Book Review: Lolita by Vladimir Nabokov



Always conceived of as shocking but also a brilliant satire, Humbert the serial fantasist continues to entice readers and lead Lolita to both fame and infamy.

Humbert Humbert is a middle-aged, fastidious college professor. He also likes little girls. And none more so than Lolita, who he’ll do anything to possess. Is he in love or insane? A silver-tongued poet or a pervert? A tortured soul or a monster? …Or is he all of these?

Rating: 4.5 Stars

My Review:

Intensely lyrical and poignantly expressed – that is how I found Lolita to be. Written by the acclaimed writer, Vladimir Nabokov, Lolita is much more than just a work of fiction. It is a hallmark in the world of literature; an insight into the writer’s mind and more specifically, a tale of incest and pedophilia that could not have been told in a more brutally candid manner.

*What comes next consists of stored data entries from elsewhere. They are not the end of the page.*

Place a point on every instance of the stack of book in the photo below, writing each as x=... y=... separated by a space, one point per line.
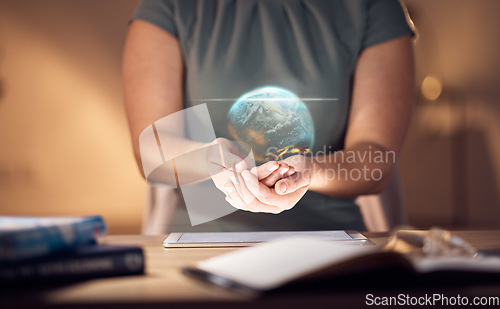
x=62 y=247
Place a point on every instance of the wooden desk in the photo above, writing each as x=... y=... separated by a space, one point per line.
x=165 y=284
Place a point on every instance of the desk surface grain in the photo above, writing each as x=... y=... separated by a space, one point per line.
x=164 y=283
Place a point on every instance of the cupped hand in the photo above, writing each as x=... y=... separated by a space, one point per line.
x=248 y=193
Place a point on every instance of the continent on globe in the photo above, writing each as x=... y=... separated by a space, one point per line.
x=273 y=121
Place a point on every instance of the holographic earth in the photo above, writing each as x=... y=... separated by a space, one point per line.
x=274 y=122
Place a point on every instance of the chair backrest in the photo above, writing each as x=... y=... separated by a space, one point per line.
x=384 y=211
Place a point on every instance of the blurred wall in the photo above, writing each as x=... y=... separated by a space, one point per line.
x=64 y=143
x=451 y=162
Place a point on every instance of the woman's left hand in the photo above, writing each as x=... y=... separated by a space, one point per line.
x=253 y=195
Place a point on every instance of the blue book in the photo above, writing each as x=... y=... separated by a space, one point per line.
x=84 y=262
x=23 y=238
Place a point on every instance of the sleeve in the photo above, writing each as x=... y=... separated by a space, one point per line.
x=159 y=13
x=385 y=20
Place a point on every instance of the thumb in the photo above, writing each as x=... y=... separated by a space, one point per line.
x=291 y=184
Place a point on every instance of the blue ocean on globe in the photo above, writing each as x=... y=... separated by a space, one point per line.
x=273 y=121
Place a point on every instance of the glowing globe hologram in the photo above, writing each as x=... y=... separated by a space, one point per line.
x=275 y=122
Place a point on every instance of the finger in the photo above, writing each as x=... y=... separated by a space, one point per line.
x=242 y=189
x=293 y=183
x=290 y=172
x=276 y=175
x=266 y=169
x=266 y=199
x=255 y=205
x=267 y=195
x=233 y=197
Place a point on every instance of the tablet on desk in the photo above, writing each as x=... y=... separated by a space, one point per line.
x=243 y=239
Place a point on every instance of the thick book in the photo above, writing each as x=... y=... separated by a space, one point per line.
x=23 y=238
x=285 y=262
x=84 y=262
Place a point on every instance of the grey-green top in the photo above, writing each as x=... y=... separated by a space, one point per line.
x=310 y=48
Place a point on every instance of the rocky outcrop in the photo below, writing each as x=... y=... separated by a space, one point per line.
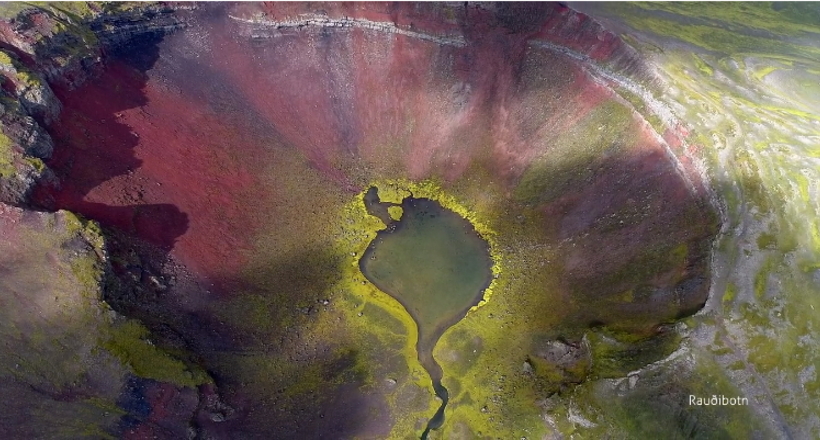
x=47 y=46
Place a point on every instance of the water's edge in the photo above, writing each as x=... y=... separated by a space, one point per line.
x=426 y=340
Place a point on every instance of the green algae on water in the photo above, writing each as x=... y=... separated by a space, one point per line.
x=434 y=263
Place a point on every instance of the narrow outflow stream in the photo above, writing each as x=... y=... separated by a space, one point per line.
x=435 y=264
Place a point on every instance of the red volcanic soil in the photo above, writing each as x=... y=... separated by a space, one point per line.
x=144 y=159
x=153 y=155
x=204 y=143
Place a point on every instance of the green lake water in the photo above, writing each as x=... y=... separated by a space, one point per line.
x=435 y=264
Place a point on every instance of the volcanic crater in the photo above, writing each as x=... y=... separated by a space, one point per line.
x=227 y=160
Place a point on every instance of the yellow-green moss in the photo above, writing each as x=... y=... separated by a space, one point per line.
x=129 y=342
x=395 y=212
x=6 y=158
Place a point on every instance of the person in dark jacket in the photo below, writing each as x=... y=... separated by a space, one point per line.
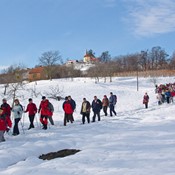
x=17 y=114
x=105 y=104
x=73 y=104
x=44 y=110
x=167 y=95
x=32 y=110
x=4 y=123
x=96 y=107
x=112 y=103
x=6 y=110
x=68 y=110
x=85 y=110
x=146 y=100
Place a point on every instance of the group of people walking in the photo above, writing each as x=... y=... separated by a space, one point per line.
x=165 y=93
x=46 y=110
x=97 y=105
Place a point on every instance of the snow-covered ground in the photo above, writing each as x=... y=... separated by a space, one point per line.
x=137 y=141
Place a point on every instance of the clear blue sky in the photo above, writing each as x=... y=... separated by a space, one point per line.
x=29 y=28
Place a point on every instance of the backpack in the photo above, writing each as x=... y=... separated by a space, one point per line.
x=50 y=106
x=68 y=108
x=100 y=103
x=114 y=99
x=21 y=107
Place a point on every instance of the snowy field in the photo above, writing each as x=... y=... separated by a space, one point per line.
x=137 y=141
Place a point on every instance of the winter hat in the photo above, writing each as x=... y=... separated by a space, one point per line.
x=16 y=100
x=43 y=97
x=4 y=99
x=1 y=110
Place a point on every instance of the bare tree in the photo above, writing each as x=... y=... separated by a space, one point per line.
x=49 y=60
x=13 y=90
x=105 y=57
x=54 y=92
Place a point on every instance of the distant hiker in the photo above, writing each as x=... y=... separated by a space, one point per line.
x=96 y=107
x=146 y=100
x=17 y=114
x=105 y=104
x=50 y=114
x=44 y=112
x=167 y=95
x=112 y=103
x=85 y=110
x=159 y=98
x=73 y=104
x=32 y=110
x=68 y=111
x=5 y=122
x=6 y=110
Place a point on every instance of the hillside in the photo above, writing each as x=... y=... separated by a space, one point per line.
x=136 y=141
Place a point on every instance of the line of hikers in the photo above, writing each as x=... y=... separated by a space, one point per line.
x=165 y=93
x=46 y=110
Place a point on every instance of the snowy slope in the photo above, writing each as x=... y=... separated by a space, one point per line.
x=137 y=141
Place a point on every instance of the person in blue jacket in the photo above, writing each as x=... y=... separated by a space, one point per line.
x=96 y=107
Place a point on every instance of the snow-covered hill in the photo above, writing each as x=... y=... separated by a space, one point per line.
x=137 y=141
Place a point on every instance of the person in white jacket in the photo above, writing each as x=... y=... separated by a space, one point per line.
x=17 y=113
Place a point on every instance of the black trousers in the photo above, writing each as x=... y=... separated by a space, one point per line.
x=105 y=110
x=85 y=115
x=31 y=119
x=96 y=114
x=112 y=110
x=15 y=128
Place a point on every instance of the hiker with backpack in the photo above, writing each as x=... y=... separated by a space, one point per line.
x=32 y=110
x=146 y=100
x=68 y=111
x=105 y=104
x=96 y=108
x=17 y=114
x=112 y=103
x=85 y=110
x=73 y=104
x=44 y=112
x=5 y=122
x=6 y=110
x=50 y=114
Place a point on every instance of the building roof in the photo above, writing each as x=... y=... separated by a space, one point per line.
x=36 y=70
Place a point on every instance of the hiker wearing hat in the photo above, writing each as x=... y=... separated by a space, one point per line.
x=68 y=111
x=105 y=104
x=4 y=123
x=44 y=112
x=85 y=110
x=32 y=110
x=6 y=110
x=17 y=113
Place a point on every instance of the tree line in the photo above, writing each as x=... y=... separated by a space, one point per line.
x=146 y=60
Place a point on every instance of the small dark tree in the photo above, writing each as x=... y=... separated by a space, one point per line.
x=49 y=60
x=105 y=57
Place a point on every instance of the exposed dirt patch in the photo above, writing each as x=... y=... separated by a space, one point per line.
x=58 y=154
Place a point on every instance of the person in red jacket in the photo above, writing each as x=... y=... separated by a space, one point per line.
x=44 y=111
x=6 y=110
x=68 y=111
x=32 y=110
x=4 y=123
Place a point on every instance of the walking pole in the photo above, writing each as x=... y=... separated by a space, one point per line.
x=39 y=120
x=22 y=127
x=23 y=115
x=36 y=120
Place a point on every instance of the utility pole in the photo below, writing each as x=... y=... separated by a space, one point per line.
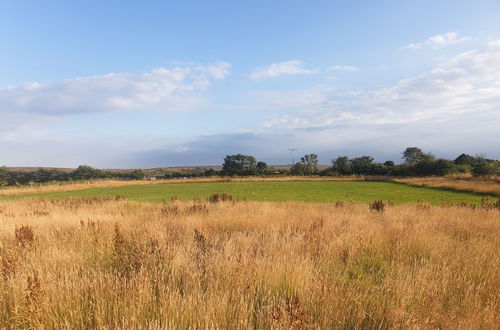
x=292 y=150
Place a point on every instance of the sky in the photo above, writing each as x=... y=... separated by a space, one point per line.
x=142 y=84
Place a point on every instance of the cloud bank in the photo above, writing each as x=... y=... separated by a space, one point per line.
x=437 y=41
x=160 y=89
x=279 y=69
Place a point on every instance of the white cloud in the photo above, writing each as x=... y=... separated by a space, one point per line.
x=160 y=89
x=280 y=69
x=464 y=84
x=494 y=44
x=343 y=68
x=437 y=41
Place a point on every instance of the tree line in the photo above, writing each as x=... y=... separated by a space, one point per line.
x=415 y=163
x=83 y=172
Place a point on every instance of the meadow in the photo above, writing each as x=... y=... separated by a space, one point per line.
x=256 y=190
x=119 y=264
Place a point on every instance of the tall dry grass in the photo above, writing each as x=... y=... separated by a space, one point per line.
x=83 y=264
x=472 y=184
x=78 y=185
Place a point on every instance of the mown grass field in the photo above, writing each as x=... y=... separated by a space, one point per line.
x=277 y=191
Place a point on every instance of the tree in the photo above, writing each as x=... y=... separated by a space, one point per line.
x=342 y=165
x=389 y=163
x=310 y=163
x=261 y=167
x=484 y=167
x=414 y=155
x=362 y=165
x=4 y=177
x=239 y=165
x=84 y=172
x=298 y=169
x=464 y=159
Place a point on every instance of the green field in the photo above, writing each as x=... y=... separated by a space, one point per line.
x=308 y=191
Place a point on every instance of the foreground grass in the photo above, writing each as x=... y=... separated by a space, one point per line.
x=460 y=183
x=118 y=264
x=279 y=191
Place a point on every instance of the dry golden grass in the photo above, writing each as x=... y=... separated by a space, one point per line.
x=465 y=183
x=78 y=185
x=81 y=264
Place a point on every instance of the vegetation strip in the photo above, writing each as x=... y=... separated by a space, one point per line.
x=279 y=191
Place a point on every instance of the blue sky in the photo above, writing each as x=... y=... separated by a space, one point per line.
x=154 y=83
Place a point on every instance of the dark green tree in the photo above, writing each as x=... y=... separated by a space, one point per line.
x=464 y=159
x=239 y=165
x=362 y=165
x=342 y=165
x=310 y=162
x=261 y=167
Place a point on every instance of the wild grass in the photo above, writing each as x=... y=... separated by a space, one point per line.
x=84 y=264
x=36 y=189
x=487 y=185
x=268 y=190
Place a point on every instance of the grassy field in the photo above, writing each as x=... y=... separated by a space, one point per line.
x=92 y=264
x=463 y=183
x=281 y=191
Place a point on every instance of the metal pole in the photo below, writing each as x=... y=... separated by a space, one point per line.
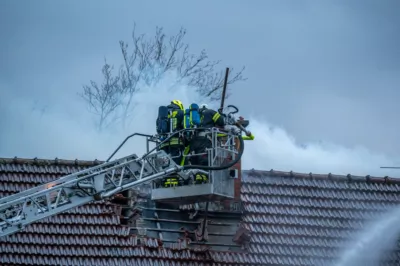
x=224 y=89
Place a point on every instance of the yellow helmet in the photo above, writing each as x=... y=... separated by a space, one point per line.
x=178 y=103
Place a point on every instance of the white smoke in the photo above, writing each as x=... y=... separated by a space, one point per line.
x=64 y=129
x=372 y=244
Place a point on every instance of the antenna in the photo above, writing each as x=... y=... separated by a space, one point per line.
x=224 y=89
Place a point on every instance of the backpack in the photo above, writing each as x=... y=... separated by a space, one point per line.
x=192 y=116
x=162 y=122
x=165 y=119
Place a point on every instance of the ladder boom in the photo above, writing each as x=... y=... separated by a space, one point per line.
x=80 y=188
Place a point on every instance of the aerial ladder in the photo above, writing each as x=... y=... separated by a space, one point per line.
x=115 y=176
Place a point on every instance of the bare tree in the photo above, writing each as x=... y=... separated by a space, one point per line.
x=103 y=99
x=147 y=61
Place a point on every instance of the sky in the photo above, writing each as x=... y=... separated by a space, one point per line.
x=321 y=88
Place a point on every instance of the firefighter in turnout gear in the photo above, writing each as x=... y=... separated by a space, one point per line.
x=170 y=119
x=200 y=143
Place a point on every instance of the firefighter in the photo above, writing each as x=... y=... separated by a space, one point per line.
x=201 y=142
x=174 y=146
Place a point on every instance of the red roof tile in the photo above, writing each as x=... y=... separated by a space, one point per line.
x=305 y=219
x=86 y=235
x=291 y=219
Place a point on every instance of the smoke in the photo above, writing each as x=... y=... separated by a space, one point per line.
x=59 y=125
x=371 y=245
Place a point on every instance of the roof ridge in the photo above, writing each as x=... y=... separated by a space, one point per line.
x=330 y=176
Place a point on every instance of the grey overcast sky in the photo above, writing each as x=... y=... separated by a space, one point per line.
x=321 y=71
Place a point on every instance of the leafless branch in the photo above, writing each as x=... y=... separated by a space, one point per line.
x=103 y=99
x=145 y=62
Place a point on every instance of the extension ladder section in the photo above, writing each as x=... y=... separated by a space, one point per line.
x=96 y=183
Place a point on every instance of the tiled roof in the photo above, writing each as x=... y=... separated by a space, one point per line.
x=304 y=219
x=87 y=235
x=288 y=219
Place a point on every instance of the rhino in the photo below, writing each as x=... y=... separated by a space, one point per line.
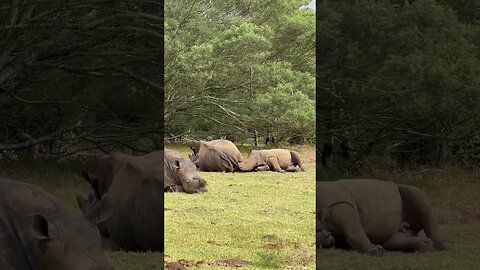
x=38 y=233
x=107 y=166
x=130 y=213
x=181 y=174
x=216 y=156
x=279 y=160
x=370 y=215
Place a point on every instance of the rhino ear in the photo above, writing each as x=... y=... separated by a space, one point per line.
x=90 y=178
x=101 y=212
x=42 y=229
x=178 y=164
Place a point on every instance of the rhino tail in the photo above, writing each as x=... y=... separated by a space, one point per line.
x=296 y=160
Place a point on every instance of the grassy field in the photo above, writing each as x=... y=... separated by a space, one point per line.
x=265 y=218
x=268 y=218
x=455 y=197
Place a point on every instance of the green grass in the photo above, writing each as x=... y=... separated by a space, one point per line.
x=266 y=218
x=463 y=255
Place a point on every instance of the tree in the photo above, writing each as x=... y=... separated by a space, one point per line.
x=80 y=74
x=396 y=78
x=225 y=60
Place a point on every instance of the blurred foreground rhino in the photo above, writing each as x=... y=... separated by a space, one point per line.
x=130 y=210
x=370 y=215
x=38 y=233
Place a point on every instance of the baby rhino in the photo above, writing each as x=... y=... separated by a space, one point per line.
x=370 y=215
x=279 y=160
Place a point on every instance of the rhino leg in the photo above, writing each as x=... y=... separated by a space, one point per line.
x=293 y=168
x=177 y=188
x=419 y=214
x=273 y=163
x=408 y=241
x=346 y=219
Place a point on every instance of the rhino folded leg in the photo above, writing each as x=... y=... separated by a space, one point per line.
x=408 y=241
x=420 y=216
x=344 y=217
x=4 y=265
x=177 y=188
x=293 y=168
x=273 y=161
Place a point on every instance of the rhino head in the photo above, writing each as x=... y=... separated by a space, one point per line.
x=186 y=172
x=67 y=243
x=253 y=161
x=324 y=237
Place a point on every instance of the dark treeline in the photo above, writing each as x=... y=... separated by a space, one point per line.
x=398 y=82
x=240 y=70
x=80 y=76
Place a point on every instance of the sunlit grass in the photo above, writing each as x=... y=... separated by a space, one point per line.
x=266 y=218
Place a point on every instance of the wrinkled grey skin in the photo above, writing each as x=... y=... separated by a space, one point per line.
x=38 y=233
x=279 y=160
x=102 y=176
x=371 y=215
x=216 y=156
x=130 y=213
x=181 y=174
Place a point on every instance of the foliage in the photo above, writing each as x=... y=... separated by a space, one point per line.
x=225 y=61
x=397 y=78
x=80 y=75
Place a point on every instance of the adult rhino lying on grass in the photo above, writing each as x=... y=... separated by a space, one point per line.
x=184 y=179
x=131 y=203
x=216 y=156
x=370 y=215
x=181 y=174
x=279 y=160
x=38 y=233
x=130 y=212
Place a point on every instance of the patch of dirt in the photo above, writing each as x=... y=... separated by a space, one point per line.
x=279 y=245
x=175 y=266
x=216 y=243
x=230 y=263
x=184 y=264
x=457 y=212
x=269 y=237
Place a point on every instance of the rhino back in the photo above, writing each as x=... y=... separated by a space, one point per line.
x=214 y=159
x=379 y=205
x=137 y=219
x=377 y=202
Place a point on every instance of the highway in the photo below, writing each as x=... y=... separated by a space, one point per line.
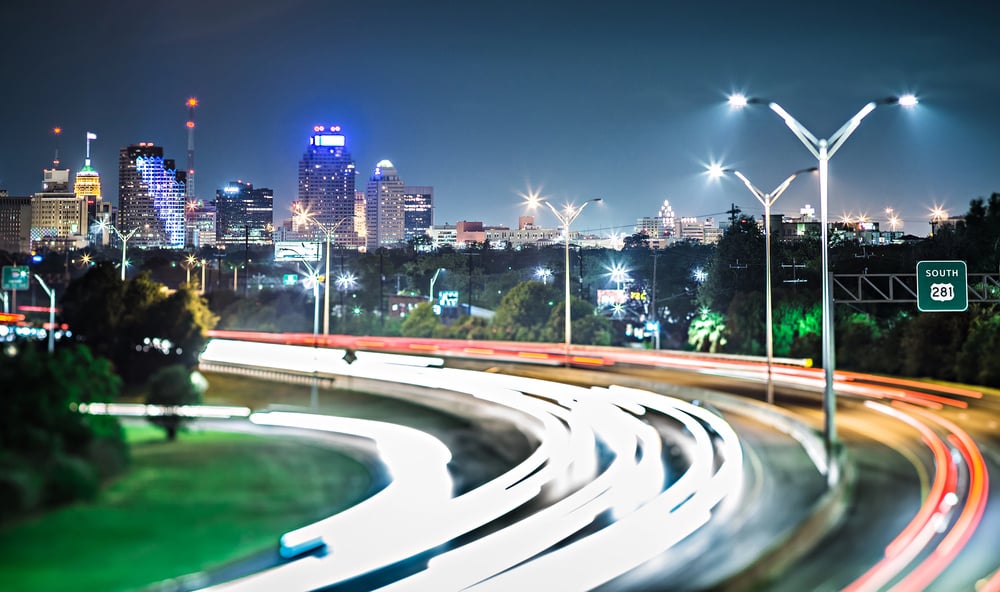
x=602 y=484
x=911 y=510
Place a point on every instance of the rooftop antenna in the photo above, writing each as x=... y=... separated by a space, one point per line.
x=56 y=131
x=191 y=104
x=90 y=136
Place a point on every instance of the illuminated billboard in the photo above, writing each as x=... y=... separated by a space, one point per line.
x=297 y=251
x=328 y=140
x=611 y=297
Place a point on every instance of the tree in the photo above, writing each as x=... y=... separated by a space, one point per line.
x=586 y=327
x=422 y=322
x=525 y=311
x=707 y=332
x=736 y=266
x=174 y=386
x=50 y=453
x=138 y=324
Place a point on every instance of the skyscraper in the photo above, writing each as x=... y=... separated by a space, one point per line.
x=418 y=210
x=384 y=212
x=58 y=216
x=150 y=197
x=326 y=182
x=88 y=188
x=15 y=223
x=244 y=214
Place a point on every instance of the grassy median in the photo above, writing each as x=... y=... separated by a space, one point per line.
x=200 y=502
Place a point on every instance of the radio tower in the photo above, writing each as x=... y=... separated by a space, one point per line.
x=191 y=104
x=56 y=131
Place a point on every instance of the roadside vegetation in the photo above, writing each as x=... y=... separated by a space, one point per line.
x=207 y=499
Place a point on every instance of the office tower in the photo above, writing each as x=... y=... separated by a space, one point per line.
x=88 y=187
x=384 y=214
x=199 y=224
x=244 y=214
x=418 y=211
x=150 y=197
x=326 y=183
x=667 y=218
x=58 y=216
x=15 y=223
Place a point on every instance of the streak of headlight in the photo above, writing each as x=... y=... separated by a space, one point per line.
x=975 y=504
x=141 y=410
x=502 y=549
x=625 y=485
x=918 y=533
x=645 y=533
x=417 y=528
x=417 y=464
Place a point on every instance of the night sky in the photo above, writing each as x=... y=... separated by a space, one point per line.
x=483 y=100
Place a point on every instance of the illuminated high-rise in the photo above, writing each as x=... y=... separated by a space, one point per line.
x=87 y=187
x=418 y=210
x=244 y=214
x=384 y=209
x=151 y=197
x=326 y=183
x=58 y=216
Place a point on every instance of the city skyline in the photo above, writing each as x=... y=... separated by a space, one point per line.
x=625 y=104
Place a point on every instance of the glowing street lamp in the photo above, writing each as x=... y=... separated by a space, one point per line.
x=305 y=217
x=189 y=262
x=767 y=200
x=566 y=216
x=938 y=214
x=430 y=292
x=824 y=149
x=105 y=225
x=893 y=218
x=51 y=292
x=345 y=281
x=619 y=274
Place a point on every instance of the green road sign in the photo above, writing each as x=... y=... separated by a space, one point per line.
x=16 y=277
x=942 y=286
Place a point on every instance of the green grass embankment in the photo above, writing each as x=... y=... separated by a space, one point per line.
x=200 y=502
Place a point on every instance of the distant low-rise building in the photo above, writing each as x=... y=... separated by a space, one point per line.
x=15 y=223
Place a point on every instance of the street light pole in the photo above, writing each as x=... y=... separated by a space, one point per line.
x=121 y=237
x=430 y=296
x=767 y=200
x=824 y=149
x=52 y=312
x=566 y=217
x=307 y=218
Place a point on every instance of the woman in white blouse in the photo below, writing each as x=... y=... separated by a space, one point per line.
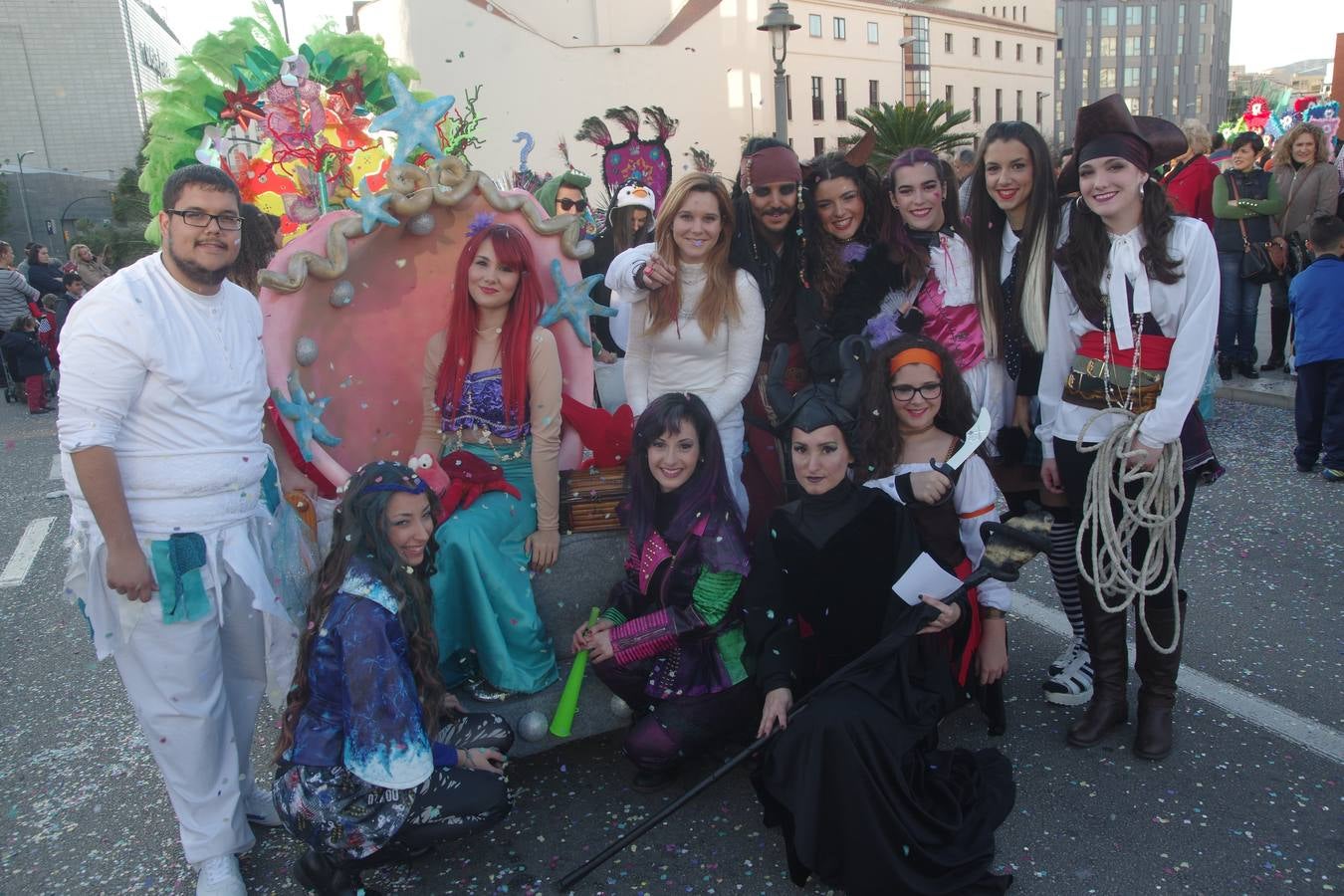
x=696 y=322
x=1132 y=319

Lolita is the story of a man called Humbert and his sexual obsession with his stepdaughter, Dolores Haze whom he refers to as “Lolita”. Humbert narrates and takes us through the start of this obsession with the daughter of his landlady (whom he later marries) and then, how he escapes with her and stories of his sexual conquest and possessive behavior. In his narration, Humbert tries to tone down the intensity of his crime through subtle humor and rationale as to why he had to do what he did. He continually tries to shield himself from the reader’s anger and disgust by narrating things in a less intense manner. And this is where I feel Nabokov excels as a writer. He is extremely successful in presenting to us a story of lust and crime sprinkled with all the carnal acts without being too pornographic.

What I do not quite agree with is when I see reviews of Lolita as “the only convincing love story of our century”! No, it isn’t a love story. It is far from being one. It is a story of a man caught in his own sick obsession with his step-daughter and all his efforts to get her for life. Lolita is not about Dolores as a seductress, unlike popular misconception. Though seen as quite experienced for her age, it’s all how Humbert sees her. The torrid affair between them is how Humbert feels and sees it. Just a single point of view! While Dolores is seen entering into this relationship or arrangement with Humbert with consent, can we really take that into account considering her nobility? This book challenges us – the readers to consider the boundaries of child-father relationship or rather, a child in general.

Lolita is a genuine piece of work howsoever shocking and disgusting it may be. The subject covered made me sick to the core (it covers one of the few topics that disturb me from the inside) and at a point in time, I was sat thinking if I could continue reading this book. Had it not been for some motivation from my bookstagram friends, I would not have dared to complete this book. On the hindsight though, I am glad I did. Lolita is one man’s depiction of perverted behavior which deserves praises for his lyrical genius and hilarious narration. But then again, one can misconstrue the book as cheapness personified if we looked at the subject in isolation. Nabokov was a confident and bold writer who penned Lolita way ahead of its times. While it may set you back emotionally, it is a must-read. And it definitely takes a true genius to be able to write and accomplish what Nabokov did.